State regulators have approved a gas supply contract between Enstar Natural Gas and ConocoPhillips that lets the Alaska utility buy non-firm supplies as soon as January.
The contract approved by the Regulatory Commission of Alaska on Oct. 11 provides another avenue for Enstar to buy natural gas on days when local demand spikes, as in winter cold snaps, but does not create any guarantees that natural gas will be available.
Under the contract, called CPAI-3, Enstar can ask ConocoPhillips for additional volumes and ConocoPhillips can in turn decide whether it has the volumes available to sell.
The contract runs from Jan. 1, 2011, to March 31, 2013.
The price of the gas will be negotiated at the time of the sale, but is subject to a cap based on heating oil futures on the New York Mercantile Exchange. Enstar used a similar formula to price excess volumes in a contract with Marathon Oil earlier this year.
Five options for peak demandThe contract gives Enstar a fifth non-firm option on peak demand days in 2011 and 2012.
In addition to the new ConocoPhillips contract, Enstar can ask for peaking gas from Union Oil Co. of California, excess gas from Marathon under two contracts and non-firm gas supplies from Anchor Point Energy, a subsidiary of Armstrong Cook Inlet. The Anchor Point contract won’t become useful until Armstrong and Enstar complete a pipeline project to connect the North Fork unit into the Southcentral transmission grid.
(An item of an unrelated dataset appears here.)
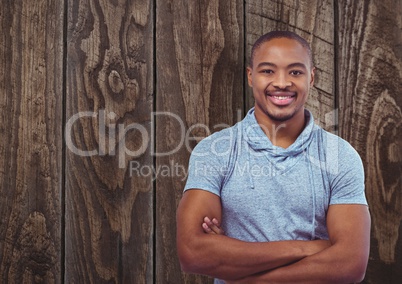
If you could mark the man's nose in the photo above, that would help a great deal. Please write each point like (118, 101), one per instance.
(281, 81)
Those five contracts give Enstar some protection against cold snaps, but no guarantees.
Enstar believes it could face a 900 million cubic foot shortfall in 2011 and a 1.1 billion cubic foot shortfall in 2012, about 3 percent of total demand. Enstar also projects a 40-mmcf shortfall in deliverability — or available gas — on the coldest days of the year.
Those shortfalls may not come to pass, if weather and consumption stay mild. If they do come to pass, and if the five non-firm contracts can’t meet demand, Enstar and other regional utilities will have to enact emergency measures created to reduce demand.
The new contract, though, also provides a sixth option. In an emergency, it requires ConocoPhillips to divert supplies bound for the liquefied natural gas export terminal in Nikiski for use in the local grid, as long as the diversion won’t harm the LNG plant.
The U.S. Department of Energy recently extended the export license for the terminal for another two years, until March 31, 2013, which is also the end of the CPAI-3 contract.